Já dizia John F. Kennedy: "A vitória tem mil pais, mas a derrota é órfã." Confrontados com o regresso de Donald Trump à Casa Branca e a conquista do Senado e da Câmara dos Representantes pelo seu Partido Republicano, os democratas estão em pé de guerra e entregues a um jogo de culpas sobre quem foi realmente responsável por isto. Mas as movimentações de bastidores para encontrar um líder carismático que consiga ressuscitar o partido já estão em marcha. O caminho será longo, mas nem tudo está perdido, dizem alguns
Concluídas as derradeiras contagens de boletins de voto na Califórnia e noutros estados onde esse processo é mais demorado, chegou a confirmação: as eleições de 2024 nos Estados Unidos não só marcam o regresso de Donald Trump à Casa Branca, como o Partido Republicano pode reivindicar o hat-trick eleitoral – para além da presidência, garantiu o total controlo das duas câmaras do Congresso, pelo menos até às eleições intercalares de 2026.
As sondagens já antecipavam uma vitória dos republicanos no Senado, mas a maioria dos especialistas julgava com base nesses mesmos inquéritos que os democratas iam conseguir obter uma maioria de assentos, mesmo que curta, na Câmara dos Representantes. Isso não se confirmou e vem adensar as discussões em curso desde 5 de novembro sobre onde é que o partido no poder falhou, o que é que esta derrota a três níveis representa para os democratas e que futuro os espera depois disto.
Assim que a vitória de Trump foi declarada, Bernie Sanders, que perdeu a nomeação presidencial para Hillary Clinton nas primárias de 2016, foi um dos primeiros a pôr o dedo na ferida do que considera ter sido o grande erro do movimento político mais antigo dos Estados Unidos. “Não deveria ser uma grande surpresa que um Partido Democrata que abandonou a classe trabalhadora tenha descoberto que foi abandonado pela classe trabalhadora”, disse o senador do Vermont. “Primeiro foi a classe trabalhadora, agora foram os trabalhadores latinos e negros. Enquanto a liderança democrata defende o status quo, o povo americano está zangado e quer mudanças. E tem razão.”
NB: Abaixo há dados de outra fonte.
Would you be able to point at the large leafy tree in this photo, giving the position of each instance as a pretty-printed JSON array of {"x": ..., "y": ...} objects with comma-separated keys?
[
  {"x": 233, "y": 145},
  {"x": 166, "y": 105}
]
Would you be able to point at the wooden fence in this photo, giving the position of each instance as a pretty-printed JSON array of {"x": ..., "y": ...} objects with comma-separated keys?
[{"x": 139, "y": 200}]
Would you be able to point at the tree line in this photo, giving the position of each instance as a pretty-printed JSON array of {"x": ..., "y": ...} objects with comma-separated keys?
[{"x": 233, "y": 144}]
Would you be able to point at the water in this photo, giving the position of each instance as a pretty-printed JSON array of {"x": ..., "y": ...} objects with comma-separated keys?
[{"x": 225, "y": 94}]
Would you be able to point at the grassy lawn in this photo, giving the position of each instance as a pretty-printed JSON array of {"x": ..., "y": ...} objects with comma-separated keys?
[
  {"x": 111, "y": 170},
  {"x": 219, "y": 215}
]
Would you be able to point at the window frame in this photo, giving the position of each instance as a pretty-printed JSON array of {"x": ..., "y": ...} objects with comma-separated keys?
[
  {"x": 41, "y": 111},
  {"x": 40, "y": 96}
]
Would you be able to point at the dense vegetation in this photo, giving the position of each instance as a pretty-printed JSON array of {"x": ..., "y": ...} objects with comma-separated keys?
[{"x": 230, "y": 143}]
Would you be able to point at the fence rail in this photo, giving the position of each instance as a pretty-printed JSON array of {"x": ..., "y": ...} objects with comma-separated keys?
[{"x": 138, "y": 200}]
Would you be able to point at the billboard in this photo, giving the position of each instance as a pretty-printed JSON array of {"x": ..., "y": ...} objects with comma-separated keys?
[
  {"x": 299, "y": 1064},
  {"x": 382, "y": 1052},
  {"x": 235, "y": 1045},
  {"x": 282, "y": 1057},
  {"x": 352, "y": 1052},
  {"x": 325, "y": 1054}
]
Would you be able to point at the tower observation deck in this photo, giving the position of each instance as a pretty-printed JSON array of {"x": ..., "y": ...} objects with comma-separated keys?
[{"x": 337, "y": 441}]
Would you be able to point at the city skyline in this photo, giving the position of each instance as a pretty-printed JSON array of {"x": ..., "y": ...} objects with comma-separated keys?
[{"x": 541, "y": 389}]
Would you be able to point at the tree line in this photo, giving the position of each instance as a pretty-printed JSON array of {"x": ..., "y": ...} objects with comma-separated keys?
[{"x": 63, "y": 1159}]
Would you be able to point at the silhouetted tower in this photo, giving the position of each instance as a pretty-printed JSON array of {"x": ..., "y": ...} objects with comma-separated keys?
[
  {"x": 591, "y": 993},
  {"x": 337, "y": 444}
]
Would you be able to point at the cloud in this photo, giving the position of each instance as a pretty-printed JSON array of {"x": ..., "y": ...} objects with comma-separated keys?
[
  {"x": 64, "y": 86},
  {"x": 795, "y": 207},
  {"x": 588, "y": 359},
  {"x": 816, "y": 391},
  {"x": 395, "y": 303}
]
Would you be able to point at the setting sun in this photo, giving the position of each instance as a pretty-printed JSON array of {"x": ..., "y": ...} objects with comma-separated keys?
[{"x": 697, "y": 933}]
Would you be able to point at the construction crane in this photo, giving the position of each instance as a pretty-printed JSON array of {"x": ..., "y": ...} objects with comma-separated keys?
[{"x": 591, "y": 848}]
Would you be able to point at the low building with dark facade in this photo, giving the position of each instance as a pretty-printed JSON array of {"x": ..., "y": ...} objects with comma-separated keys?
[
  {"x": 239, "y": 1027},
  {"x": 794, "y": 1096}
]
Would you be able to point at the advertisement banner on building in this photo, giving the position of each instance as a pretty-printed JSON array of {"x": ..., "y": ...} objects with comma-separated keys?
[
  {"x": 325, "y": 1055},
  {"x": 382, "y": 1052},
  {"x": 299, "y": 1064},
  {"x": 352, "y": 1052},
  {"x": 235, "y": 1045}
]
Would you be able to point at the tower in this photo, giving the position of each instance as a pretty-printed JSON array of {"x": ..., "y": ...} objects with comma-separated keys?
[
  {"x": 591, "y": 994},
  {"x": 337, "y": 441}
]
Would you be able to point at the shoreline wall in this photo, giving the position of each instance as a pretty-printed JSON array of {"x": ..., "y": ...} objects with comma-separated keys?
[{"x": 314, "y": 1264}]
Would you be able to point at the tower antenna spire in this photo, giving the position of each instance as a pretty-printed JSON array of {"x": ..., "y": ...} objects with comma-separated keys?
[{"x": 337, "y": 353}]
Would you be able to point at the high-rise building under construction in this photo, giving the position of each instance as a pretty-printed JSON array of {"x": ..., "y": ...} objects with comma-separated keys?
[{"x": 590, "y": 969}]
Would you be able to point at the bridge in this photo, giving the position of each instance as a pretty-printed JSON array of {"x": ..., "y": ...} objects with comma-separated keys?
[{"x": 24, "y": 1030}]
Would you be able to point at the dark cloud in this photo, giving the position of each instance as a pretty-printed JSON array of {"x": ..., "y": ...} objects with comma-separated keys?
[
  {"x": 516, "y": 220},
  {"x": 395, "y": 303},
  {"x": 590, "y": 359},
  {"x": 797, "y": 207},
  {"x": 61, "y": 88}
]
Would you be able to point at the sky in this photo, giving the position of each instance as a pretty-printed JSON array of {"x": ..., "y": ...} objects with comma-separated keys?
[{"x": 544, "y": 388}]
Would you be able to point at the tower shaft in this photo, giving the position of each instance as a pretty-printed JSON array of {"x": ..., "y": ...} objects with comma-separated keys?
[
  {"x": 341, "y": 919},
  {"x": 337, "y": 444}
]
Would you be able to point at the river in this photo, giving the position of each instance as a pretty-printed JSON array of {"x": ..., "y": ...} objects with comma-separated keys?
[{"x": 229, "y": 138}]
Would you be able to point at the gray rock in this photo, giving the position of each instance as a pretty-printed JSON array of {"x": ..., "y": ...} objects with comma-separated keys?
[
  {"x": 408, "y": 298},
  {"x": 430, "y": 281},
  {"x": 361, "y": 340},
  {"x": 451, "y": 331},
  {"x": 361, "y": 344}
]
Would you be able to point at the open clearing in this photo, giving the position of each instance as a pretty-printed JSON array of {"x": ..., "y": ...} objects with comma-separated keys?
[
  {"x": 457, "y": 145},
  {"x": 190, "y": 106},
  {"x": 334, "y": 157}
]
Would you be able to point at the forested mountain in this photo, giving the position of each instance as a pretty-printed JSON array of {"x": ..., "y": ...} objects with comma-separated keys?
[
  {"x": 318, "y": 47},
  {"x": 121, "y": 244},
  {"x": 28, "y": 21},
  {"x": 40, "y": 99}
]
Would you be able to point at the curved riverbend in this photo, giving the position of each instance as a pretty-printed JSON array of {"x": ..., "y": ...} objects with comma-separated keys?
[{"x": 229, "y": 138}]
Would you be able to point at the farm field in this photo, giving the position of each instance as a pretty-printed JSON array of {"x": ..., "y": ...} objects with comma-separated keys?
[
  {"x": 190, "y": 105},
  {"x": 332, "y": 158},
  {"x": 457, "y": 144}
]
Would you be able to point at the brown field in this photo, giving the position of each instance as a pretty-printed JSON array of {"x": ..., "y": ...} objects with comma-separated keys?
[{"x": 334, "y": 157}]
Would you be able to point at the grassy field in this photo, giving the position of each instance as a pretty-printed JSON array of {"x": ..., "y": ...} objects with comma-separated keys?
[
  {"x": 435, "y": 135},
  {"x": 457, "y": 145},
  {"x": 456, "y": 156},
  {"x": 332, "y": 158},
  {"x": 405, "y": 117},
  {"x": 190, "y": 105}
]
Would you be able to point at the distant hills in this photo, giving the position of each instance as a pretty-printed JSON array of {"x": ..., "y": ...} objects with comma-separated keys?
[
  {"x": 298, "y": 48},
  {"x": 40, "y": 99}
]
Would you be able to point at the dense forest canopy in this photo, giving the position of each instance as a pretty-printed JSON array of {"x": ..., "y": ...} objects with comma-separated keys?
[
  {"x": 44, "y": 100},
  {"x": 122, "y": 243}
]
Após a vitória-surpresa de Trump há oito anos, os democratas foram rápidos a atribuir culpas a uma série de fatores externos, incluindo a alegada interferência russa no processo eleitoral. Mas desta vez, aponta a Associated Press, “acabaram-se as desculpas”, com os resultados destas eleições a mostrarem “que os atuais problemas dos democratas vão bem além da sua máquina política”, sobretudo considerando a perda de popularidade do partido entre vários grupos demográficos que tradicionalmente compunham a sua base de apoio.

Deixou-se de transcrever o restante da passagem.